The world is focused on the Bahamas, where thousands are just beginning the long and painful struggle to rebuild their lives after Hurricane Dorian.
International search-and-rescue teams are spreading across Abaco and Grand Bahamas islands looking for survivors. Crews have started clearing the streets of debris to set up emergency food and water distribution centers.
The U.S. Coast Guard and British Royal Navy have ships docked off the islands, and the United Nations is sending in tons of ready-to-eat meals and satellite communications equipment.
The Royal Caribbean and Walt Disney cruise lines, which usually carry happy tourists to Bahamian resorts, are instead using ships to deliver food, water, flashlights and other vital aid.
Death toll at 30
The death toll on the Bahamas stood at 30 late Thursday, but with entire villages and marinas wiped off the map, officials say they have no doubt that number will rise.

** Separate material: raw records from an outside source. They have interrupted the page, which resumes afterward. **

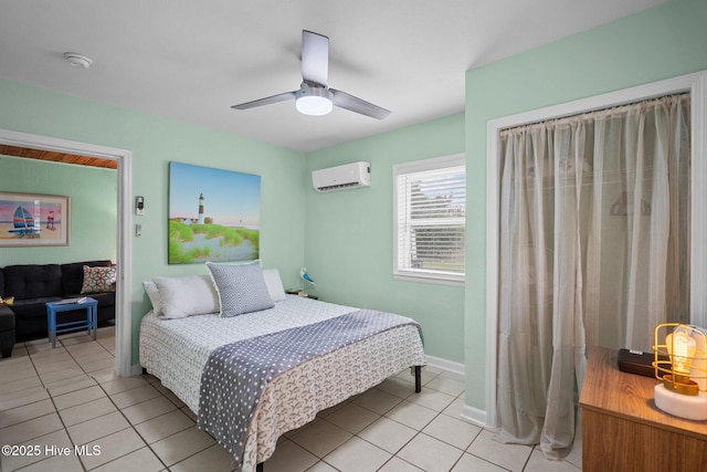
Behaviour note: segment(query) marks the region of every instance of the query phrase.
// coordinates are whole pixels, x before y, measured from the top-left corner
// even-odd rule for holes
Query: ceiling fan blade
[[[329,39],[312,31],[302,31],[302,78],[327,86],[329,77]]]
[[[334,104],[339,108],[346,108],[377,119],[387,118],[391,113],[390,109],[381,108],[378,105],[357,98],[346,92],[335,91],[334,88],[329,88],[329,91],[331,92]]]
[[[295,97],[295,92],[285,92],[283,94],[277,94],[273,96],[268,96],[265,98],[254,99],[253,102],[241,103],[239,105],[233,105],[231,108],[233,109],[247,109],[255,108],[256,106],[270,105],[273,103],[285,102],[287,99],[292,99]]]

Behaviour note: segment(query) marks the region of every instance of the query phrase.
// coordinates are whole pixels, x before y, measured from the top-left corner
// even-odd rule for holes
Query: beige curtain
[[[650,350],[687,321],[689,97],[502,132],[503,442],[571,450],[584,347]]]

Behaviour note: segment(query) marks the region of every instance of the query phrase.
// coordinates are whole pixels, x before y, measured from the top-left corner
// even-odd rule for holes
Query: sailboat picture
[[[0,247],[67,245],[68,197],[0,192]]]

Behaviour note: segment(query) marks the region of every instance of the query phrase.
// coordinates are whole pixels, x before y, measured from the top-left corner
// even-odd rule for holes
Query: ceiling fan
[[[372,118],[383,119],[390,111],[346,92],[329,88],[329,39],[304,30],[302,32],[302,85],[299,90],[233,105],[231,108],[247,109],[272,103],[295,99],[295,107],[305,115],[326,115],[334,106]]]

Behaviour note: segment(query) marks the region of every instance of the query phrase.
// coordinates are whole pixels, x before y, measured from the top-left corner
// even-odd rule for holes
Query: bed
[[[212,276],[214,269],[210,268]],[[180,283],[177,283],[176,287],[170,287],[170,284],[175,285],[177,279],[168,280],[166,283],[156,277],[154,282],[157,291],[155,286],[148,290],[146,282],[146,290],[156,308],[144,316],[140,325],[139,354],[145,371],[159,378],[165,387],[197,415],[200,428],[212,433],[219,443],[234,455],[234,465],[241,466],[244,472],[263,470],[262,463],[273,454],[277,438],[284,432],[308,423],[318,411],[336,406],[401,370],[413,368],[416,375],[415,390],[419,391],[420,367],[425,364],[420,326],[412,319],[285,295],[276,271],[274,274],[263,272],[268,293],[264,298],[270,300],[270,304],[266,303],[268,307],[247,311],[238,316],[223,316],[224,306],[229,303],[229,291],[223,284],[219,289],[219,284],[215,283],[219,281],[218,277],[191,277],[189,282],[183,280],[189,277],[178,277]],[[260,275],[256,275],[256,279],[260,282]],[[184,303],[191,303],[189,300],[194,300],[193,291],[198,285],[201,298],[208,298],[203,296],[205,291],[215,289],[215,293],[210,294],[213,306],[207,304],[208,306],[187,312],[205,314],[191,313],[181,316],[180,313],[177,317],[165,316],[166,305],[182,306]],[[252,285],[252,279],[249,279],[249,283],[239,290],[247,291],[250,296]],[[262,292],[262,287],[260,290]],[[155,300],[158,296],[156,292],[161,300]],[[178,300],[169,300],[172,297]],[[217,313],[219,310],[213,310],[217,306],[221,308],[221,314]],[[370,319],[388,317],[395,319],[395,323],[378,332],[358,336],[334,349],[323,344],[327,347],[326,350],[309,355],[303,361],[293,361],[292,366],[283,367],[282,373],[275,373],[272,378],[263,381],[240,447],[229,442],[219,428],[213,428],[212,423],[202,420],[209,411],[224,408],[209,406],[209,402],[214,401],[210,398],[210,389],[231,388],[226,387],[230,382],[208,377],[211,363],[218,357],[215,353],[235,346],[242,347],[241,350],[246,354],[260,349],[272,355],[271,347],[287,345],[291,333],[313,332],[320,326],[331,328],[347,319],[360,319],[360,316]],[[321,336],[317,332],[313,332],[310,336],[330,337]],[[233,392],[228,395],[235,399],[230,401],[240,401],[240,396],[241,394]],[[229,410],[232,410],[231,406]]]

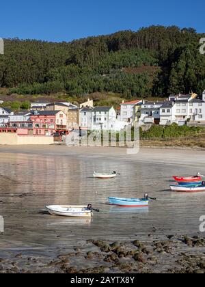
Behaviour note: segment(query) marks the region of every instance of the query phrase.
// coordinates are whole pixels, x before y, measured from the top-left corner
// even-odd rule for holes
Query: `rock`
[[[194,271],[195,274],[204,274],[205,271],[202,269],[198,269]]]
[[[193,241],[191,239],[189,238],[189,237],[184,236],[184,242],[188,246],[193,246]]]
[[[173,238],[173,237],[174,237],[174,235],[168,235],[167,236],[168,239],[172,239],[172,238]]]
[[[93,253],[89,251],[87,253],[87,256],[85,257],[86,259],[92,259],[94,257]]]
[[[146,263],[147,262],[146,258],[145,258],[143,253],[141,253],[141,252],[139,252],[139,253],[136,254],[134,256],[134,259],[135,259],[135,261],[137,261],[137,262],[141,262],[141,263]]]
[[[108,253],[111,251],[110,246],[109,245],[105,245],[100,248],[102,252]]]
[[[115,249],[118,247],[120,247],[121,243],[120,242],[114,242],[113,243],[110,244],[110,247],[113,249]]]

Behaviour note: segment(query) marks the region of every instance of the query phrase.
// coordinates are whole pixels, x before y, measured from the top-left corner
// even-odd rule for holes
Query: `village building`
[[[147,102],[144,100],[140,109],[139,124],[160,122],[160,107],[164,102]]]
[[[8,126],[18,135],[32,135],[33,123],[31,120],[32,113],[29,111],[9,115]]]
[[[69,109],[68,112],[68,128],[79,128],[79,109]]]
[[[92,124],[92,107],[83,107],[79,111],[79,126],[81,128],[91,130]]]
[[[66,132],[67,117],[63,111],[36,111],[31,115],[33,135],[53,135],[56,132]]]
[[[5,126],[9,122],[9,115],[12,111],[9,109],[0,107],[0,126]]]
[[[135,118],[135,107],[141,102],[141,100],[135,100],[126,102],[123,102],[120,104],[120,112],[118,117],[118,120],[131,124]]]
[[[45,111],[46,105],[49,105],[48,102],[31,102],[31,111]]]
[[[92,110],[92,130],[120,131],[128,123],[116,118],[116,111],[113,107],[96,107]]]
[[[205,102],[195,98],[167,101],[160,109],[160,124],[205,122]]]
[[[66,115],[68,114],[69,106],[62,102],[53,102],[46,106],[46,111],[63,111]]]
[[[80,109],[83,107],[93,107],[93,100],[90,100],[90,98],[88,98],[87,102],[83,102],[80,105]]]

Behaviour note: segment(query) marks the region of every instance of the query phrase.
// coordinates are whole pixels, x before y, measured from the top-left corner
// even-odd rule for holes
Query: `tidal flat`
[[[205,272],[205,193],[169,190],[172,176],[205,174],[204,151],[5,146],[0,159],[0,273]],[[92,178],[113,170],[121,175]],[[144,193],[157,198],[148,208],[107,204]],[[70,219],[44,208],[65,204],[100,212]]]

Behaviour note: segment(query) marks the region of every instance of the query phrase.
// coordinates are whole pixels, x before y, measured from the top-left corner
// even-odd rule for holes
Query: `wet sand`
[[[205,271],[199,230],[205,193],[169,189],[173,175],[205,174],[204,152],[141,149],[131,155],[124,148],[0,146],[0,272]],[[121,176],[96,180],[94,170]],[[149,208],[107,204],[109,196],[145,193],[158,198]],[[44,210],[65,203],[92,203],[100,213],[90,220]]]

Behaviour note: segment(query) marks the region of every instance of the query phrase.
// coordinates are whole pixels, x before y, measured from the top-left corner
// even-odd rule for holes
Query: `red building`
[[[67,117],[63,111],[35,111],[31,120],[36,135],[53,135],[67,128]]]

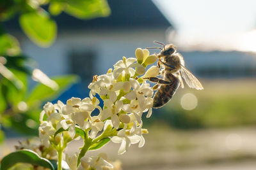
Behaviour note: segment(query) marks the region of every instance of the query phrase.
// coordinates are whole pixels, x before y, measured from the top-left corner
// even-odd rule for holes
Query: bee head
[[[176,46],[173,45],[170,45],[165,48],[165,50],[162,51],[163,55],[170,55],[176,52]]]

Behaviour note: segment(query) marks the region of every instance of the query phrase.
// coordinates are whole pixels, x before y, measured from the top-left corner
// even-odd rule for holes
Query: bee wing
[[[183,83],[182,78],[180,74],[180,71],[179,71],[178,74],[179,74],[179,80],[180,82],[180,87],[181,87],[181,88],[184,89],[184,83]]]
[[[182,65],[182,66],[184,66],[184,67],[185,67],[185,60],[184,60],[184,58],[183,58],[182,55],[181,55],[181,54],[179,53],[176,53],[175,54],[176,54],[176,55],[179,57],[179,58],[180,59],[180,64]]]
[[[196,89],[196,90],[204,89],[203,86],[200,83],[198,80],[184,66],[180,64],[180,73],[182,78],[184,79],[187,85],[193,89]]]

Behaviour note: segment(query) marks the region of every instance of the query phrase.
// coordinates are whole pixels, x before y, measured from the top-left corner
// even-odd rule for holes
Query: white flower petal
[[[104,100],[104,105],[108,108],[112,108],[113,102],[110,99]]]
[[[71,98],[71,102],[72,102],[72,104],[73,105],[77,105],[77,104],[78,104],[80,103],[80,102],[81,102],[81,99],[80,99],[80,98],[77,98],[77,97],[72,97]]]
[[[126,127],[127,127],[127,125],[125,125],[125,127],[124,127],[123,129],[119,131],[119,132],[117,132],[117,136],[121,138],[125,137],[125,132],[126,132]]]
[[[113,136],[111,138],[111,141],[115,143],[121,143],[122,140],[123,140],[122,138],[118,136]]]
[[[109,92],[108,95],[109,96],[109,99],[113,103],[116,101],[117,96],[115,92]]]
[[[113,72],[114,78],[116,79],[119,76],[120,74],[121,74],[121,73],[123,72],[124,69],[125,68],[124,67],[119,67],[116,70],[115,70]]]
[[[153,90],[150,89],[143,89],[140,91],[143,94],[144,96],[147,97],[151,97],[154,94]]]
[[[119,81],[114,84],[111,90],[113,91],[117,91],[123,88],[124,82]]]
[[[158,76],[159,73],[160,73],[159,69],[157,66],[153,66],[146,71],[143,77],[144,78],[156,77]]]
[[[122,155],[126,152],[125,146],[126,146],[126,141],[122,140],[120,147],[118,152],[118,155]]]
[[[131,118],[126,114],[122,114],[119,116],[119,118],[120,119],[121,122],[124,124],[129,124],[131,121]]]
[[[99,94],[100,96],[105,96],[108,94],[108,90],[106,89],[101,89],[100,93]]]
[[[94,110],[94,107],[92,104],[84,103],[79,108],[82,111],[92,111]]]
[[[109,163],[108,161],[106,161],[106,160],[104,160],[103,158],[100,157],[99,162],[98,162],[98,164],[100,165],[100,166],[107,166],[108,167],[110,168],[113,168],[114,167],[110,164]]]
[[[103,122],[99,122],[95,123],[95,127],[99,131],[102,130],[104,125],[104,123]]]
[[[136,94],[135,91],[131,91],[127,94],[125,96],[125,98],[127,99],[128,100],[134,100],[136,97]]]
[[[137,99],[139,102],[140,108],[143,110],[146,106],[145,98],[142,94],[137,94]]]
[[[123,101],[116,101],[115,106],[116,106],[116,109],[115,113],[119,113],[119,111],[120,111],[121,107],[123,106]]]
[[[60,124],[61,125],[62,128],[63,128],[65,130],[68,128],[68,125],[66,123],[66,120],[63,120],[60,122]]]
[[[125,93],[129,92],[129,91],[130,91],[131,87],[131,86],[130,82],[125,81],[124,83],[123,90]]]
[[[111,127],[113,127],[113,125],[112,125],[112,123],[111,123],[111,120],[107,120],[105,121],[105,124],[104,124],[103,131],[105,131],[107,128],[109,128],[109,127],[108,127],[109,125],[110,125]]]
[[[136,61],[136,59],[130,57],[126,59],[126,64],[127,66],[130,66],[132,63]]]
[[[75,125],[71,125],[68,129],[68,134],[71,138],[74,138],[76,134],[76,127]]]
[[[97,134],[97,133],[98,133],[98,130],[97,130],[97,127],[95,126],[92,127],[92,130],[90,133],[90,138],[91,139],[93,139],[94,138],[96,137],[96,135]]]
[[[104,120],[109,118],[111,115],[111,110],[110,108],[104,109],[99,114],[99,117],[101,120]]]
[[[43,118],[44,118],[44,115],[45,115],[45,111],[44,110],[43,110],[43,111],[42,111],[41,113],[40,113],[40,118],[39,118],[39,120],[40,120],[40,122],[41,122],[41,121],[43,121]]]
[[[120,125],[120,120],[116,114],[112,115],[111,122],[114,127],[116,129],[118,129]]]
[[[135,90],[137,90],[140,87],[139,82],[134,78],[130,78],[130,83]]]
[[[140,136],[138,135],[128,136],[127,138],[130,139],[131,144],[135,144],[139,143],[141,139]]]
[[[142,146],[144,146],[144,144],[145,144],[145,139],[144,139],[143,136],[141,136],[140,138],[141,138],[141,140],[139,143],[139,146],[138,146],[139,148],[141,148]]]
[[[142,113],[142,111],[141,113]],[[140,114],[140,113],[134,113],[133,115],[135,116],[139,124],[141,123],[141,115],[142,114]]]
[[[84,129],[87,129],[88,128],[91,127],[91,123],[89,122],[84,122]]]
[[[72,106],[67,104],[62,107],[62,113],[63,115],[71,114],[74,112],[74,108]]]
[[[122,109],[127,113],[131,113],[132,111],[130,104],[124,104]]]

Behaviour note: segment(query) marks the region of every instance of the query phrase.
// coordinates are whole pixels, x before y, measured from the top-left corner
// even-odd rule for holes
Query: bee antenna
[[[160,50],[163,50],[163,48],[160,48],[160,47],[148,47],[148,48],[146,48],[146,49],[160,49]]]

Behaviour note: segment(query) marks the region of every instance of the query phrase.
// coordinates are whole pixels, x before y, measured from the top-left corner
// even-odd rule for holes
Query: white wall
[[[153,41],[165,41],[165,31],[95,30],[58,32],[49,48],[37,46],[28,38],[20,41],[23,52],[35,59],[38,67],[49,76],[69,73],[68,55],[72,50],[97,52],[95,74],[105,73],[122,56],[134,57],[135,49],[156,46]]]

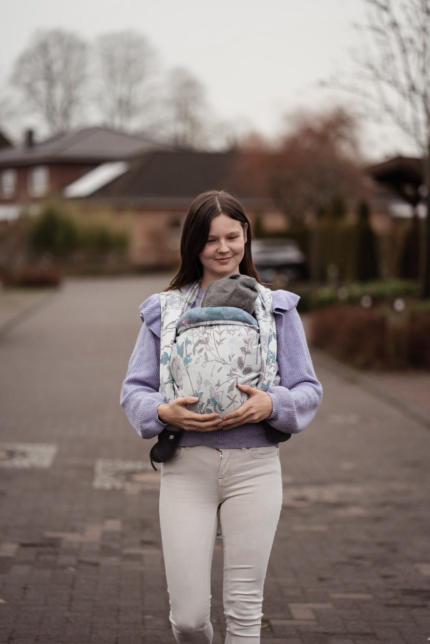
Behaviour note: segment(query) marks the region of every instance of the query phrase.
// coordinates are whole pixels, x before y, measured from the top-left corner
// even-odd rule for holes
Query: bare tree
[[[111,127],[131,129],[144,121],[153,102],[155,52],[144,36],[133,31],[100,36],[96,52],[97,108]]]
[[[210,138],[209,111],[203,85],[187,70],[171,70],[167,86],[167,138],[184,148],[201,148]]]
[[[59,29],[39,31],[16,60],[11,81],[53,134],[68,130],[84,102],[87,45]]]
[[[242,146],[242,171],[270,196],[290,223],[316,218],[333,200],[360,198],[363,179],[357,124],[341,109],[288,118],[276,144],[261,138]]]
[[[346,86],[364,101],[367,114],[389,119],[423,157],[427,216],[422,262],[424,298],[430,297],[430,0],[362,0],[363,46],[358,75]]]

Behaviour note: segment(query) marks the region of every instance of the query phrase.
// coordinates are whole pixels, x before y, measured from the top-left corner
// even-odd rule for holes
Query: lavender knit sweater
[[[204,291],[200,289],[194,306]],[[273,410],[267,422],[281,431],[297,433],[313,418],[322,389],[317,379],[303,327],[296,310],[299,297],[285,290],[273,292],[273,311],[277,336],[278,386],[271,387]],[[157,407],[165,402],[160,386],[160,296],[152,295],[140,307],[144,322],[130,358],[121,391],[121,406],[142,438],[151,439],[164,429]],[[273,445],[261,423],[250,423],[231,430],[183,431],[180,446],[206,445],[221,449]]]

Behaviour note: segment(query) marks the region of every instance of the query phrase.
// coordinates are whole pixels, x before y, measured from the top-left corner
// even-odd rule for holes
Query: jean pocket
[[[279,453],[279,448],[271,446],[270,447],[250,447],[248,448],[250,456],[253,459],[270,459],[274,456],[277,456]]]

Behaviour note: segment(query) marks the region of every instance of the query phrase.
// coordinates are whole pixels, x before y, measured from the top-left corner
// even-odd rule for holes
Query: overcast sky
[[[353,23],[362,0],[13,0],[0,24],[0,80],[37,28],[60,27],[89,41],[133,29],[166,68],[185,66],[203,83],[221,118],[274,134],[286,112],[333,97],[318,82],[352,69]],[[373,156],[407,151],[390,128],[365,124]]]

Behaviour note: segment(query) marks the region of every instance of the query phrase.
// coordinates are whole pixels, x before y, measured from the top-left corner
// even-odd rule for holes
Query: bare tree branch
[[[69,32],[36,32],[18,57],[11,80],[52,133],[69,129],[83,104],[87,46]]]

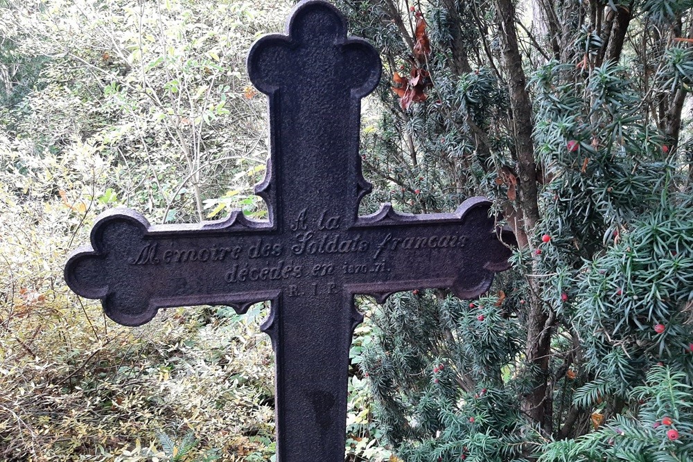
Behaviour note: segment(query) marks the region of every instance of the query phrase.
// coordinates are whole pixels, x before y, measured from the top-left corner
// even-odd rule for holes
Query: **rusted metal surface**
[[[371,186],[358,154],[360,99],[380,74],[376,51],[347,37],[330,4],[299,3],[287,35],[260,39],[248,72],[269,99],[271,152],[256,188],[270,220],[240,211],[190,225],[150,225],[115,208],[98,218],[91,247],[74,253],[65,280],[100,299],[106,314],[139,326],[159,308],[225,305],[245,312],[271,301],[262,328],[276,355],[277,460],[344,460],[349,350],[362,317],[356,294],[380,302],[398,291],[486,292],[510,251],[489,202],[454,213],[358,216]],[[504,233],[506,242],[514,242]]]

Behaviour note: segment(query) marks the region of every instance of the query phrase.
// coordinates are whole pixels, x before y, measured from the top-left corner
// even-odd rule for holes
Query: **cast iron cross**
[[[248,73],[269,98],[270,145],[256,193],[269,220],[234,211],[189,225],[150,225],[115,208],[101,215],[91,247],[73,254],[65,280],[100,299],[112,319],[139,326],[166,307],[271,302],[262,329],[276,357],[277,460],[343,461],[349,351],[362,317],[354,296],[449,287],[486,292],[510,251],[489,202],[454,213],[406,215],[384,204],[359,216],[370,192],[358,154],[360,100],[378,85],[380,61],[348,38],[329,3],[299,3],[287,35],[260,39]]]

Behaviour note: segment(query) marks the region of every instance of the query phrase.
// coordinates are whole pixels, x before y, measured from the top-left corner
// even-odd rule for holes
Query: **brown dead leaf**
[[[58,193],[60,195],[60,198],[62,199],[63,205],[70,210],[73,210],[80,213],[85,213],[87,212],[87,204],[82,201],[70,204],[70,202],[67,200],[67,193],[65,191],[61,189],[58,191]]]
[[[426,101],[425,90],[432,85],[428,73],[416,66],[412,68],[411,77],[407,78],[396,72],[392,80],[398,84],[392,90],[400,98],[400,105],[404,110],[409,109],[412,103]]]
[[[587,171],[587,164],[589,163],[590,163],[590,158],[585,157],[585,161],[582,163],[582,168],[580,169],[580,171],[582,172],[583,173],[586,172]]]
[[[397,85],[406,85],[409,82],[407,78],[403,77],[398,72],[395,72],[392,74],[392,81]]]
[[[253,99],[253,97],[256,94],[258,94],[257,91],[250,85],[243,89],[243,96],[245,96],[245,99],[247,100]]]

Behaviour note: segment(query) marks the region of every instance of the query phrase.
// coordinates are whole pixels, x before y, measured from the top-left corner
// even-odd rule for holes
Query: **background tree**
[[[385,66],[362,154],[416,213],[493,199],[479,301],[392,297],[365,354],[404,460],[687,460],[690,2],[338,2]]]

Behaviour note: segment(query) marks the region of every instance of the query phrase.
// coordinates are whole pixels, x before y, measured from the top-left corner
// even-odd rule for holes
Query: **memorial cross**
[[[380,57],[347,37],[344,18],[321,0],[299,3],[286,31],[261,38],[247,60],[269,98],[270,154],[256,187],[269,220],[234,211],[220,221],[150,225],[116,208],[97,219],[91,247],[71,256],[65,280],[125,326],[162,308],[240,314],[270,301],[261,328],[276,358],[277,461],[337,462],[349,348],[362,319],[354,296],[382,303],[398,291],[449,287],[476,297],[508,267],[510,250],[483,198],[454,213],[407,215],[386,204],[359,216],[371,190],[358,154],[360,100],[378,85]]]

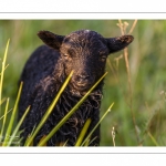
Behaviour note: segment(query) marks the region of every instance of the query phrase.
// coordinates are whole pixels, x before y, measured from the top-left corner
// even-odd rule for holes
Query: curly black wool
[[[73,70],[72,79],[59,98],[58,104],[33,141],[48,135],[51,129],[81,100],[91,86],[104,74],[106,58],[120,51],[132,41],[132,35],[103,38],[101,34],[80,30],[63,37],[49,31],[40,31],[39,38],[46,44],[38,48],[28,60],[20,81],[23,89],[19,102],[19,120],[31,105],[21,129],[22,144],[39,124],[46,108],[55,97],[64,80]],[[95,87],[77,111],[48,142],[48,146],[68,141],[68,146],[75,145],[77,136],[87,118],[92,120],[87,133],[100,120],[103,81]],[[91,146],[100,145],[100,126],[93,133]]]

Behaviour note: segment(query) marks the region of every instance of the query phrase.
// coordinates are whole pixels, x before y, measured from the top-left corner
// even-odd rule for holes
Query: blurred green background
[[[129,31],[134,20],[127,22]],[[118,20],[0,20],[0,65],[8,39],[10,39],[8,69],[4,74],[3,97],[10,97],[13,107],[18,80],[30,54],[42,44],[38,31],[56,34],[90,29],[103,37],[121,35]],[[166,21],[138,20],[128,46],[132,94],[128,86],[123,51],[110,55],[103,89],[101,116],[114,102],[114,106],[101,124],[101,146],[165,146],[166,145]],[[0,66],[1,68],[1,66]],[[131,104],[132,100],[132,104]],[[133,123],[135,120],[135,125]]]

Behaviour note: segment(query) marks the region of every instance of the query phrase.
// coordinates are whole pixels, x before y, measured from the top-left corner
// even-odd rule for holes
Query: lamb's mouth
[[[81,93],[86,93],[91,87],[91,83],[82,83],[82,84],[72,84],[73,89],[80,91]]]

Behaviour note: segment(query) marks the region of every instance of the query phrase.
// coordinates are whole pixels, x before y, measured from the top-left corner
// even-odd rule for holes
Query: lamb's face
[[[40,31],[39,38],[49,46],[59,50],[66,76],[73,70],[70,86],[86,92],[103,74],[106,58],[120,51],[132,41],[132,35],[103,38],[101,34],[80,30],[63,37],[49,31]]]
[[[104,74],[110,53],[105,39],[94,31],[82,30],[65,37],[60,49],[65,74],[73,70],[71,85],[84,92]]]

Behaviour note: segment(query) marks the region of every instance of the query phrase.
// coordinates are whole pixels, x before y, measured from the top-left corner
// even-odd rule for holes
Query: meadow
[[[114,105],[101,123],[101,146],[165,146],[166,21],[121,21],[0,20],[0,68],[10,39],[9,66],[2,89],[2,96],[10,97],[9,108],[13,107],[25,61],[42,44],[37,37],[38,31],[49,30],[65,35],[71,31],[90,29],[108,38],[122,35],[121,23],[128,33],[135,22],[131,33],[133,43],[126,51],[111,54],[107,60],[101,116],[112,103]]]

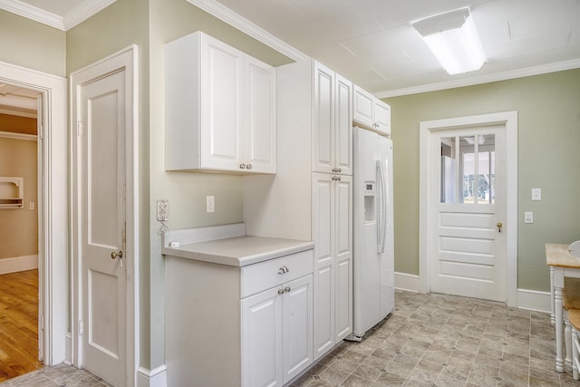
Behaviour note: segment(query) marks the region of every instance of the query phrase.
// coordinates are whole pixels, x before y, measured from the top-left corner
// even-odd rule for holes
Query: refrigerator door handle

Bahamian Prime Minister Hubert Minnis calls the damage left by Dorian one of the greatest crises in his country’s history.
“As prime minister, I assure you that no efforts will be spared in rescuing those still in danger, feeding those who are hungry and providing shelter to those who are without homes,” he said. “Our response will be day and night, day after day, week after week, month after month until the lives of our people return to some degree of normalcy.”
Dorian spent Thursday pummeling North and South Carolina with strong winds and heavy rain, along with causing more than a dozen tornadoes and waterspouts that led to additional damage.
Dorian landfall forecast
Forecasters do not expect Dorian to make a direct landfall Friday but will instead skirt the North Carolina coast, bringing life-threatening storm surges to North Carolina and southern Virginia before moving away from land.
Dorian will remain a potent storm straight into the weekend, however, with tropical storm warnings posted as far north as Martha’s Vineyard, Massachusetts, according to the National Hurricane Center.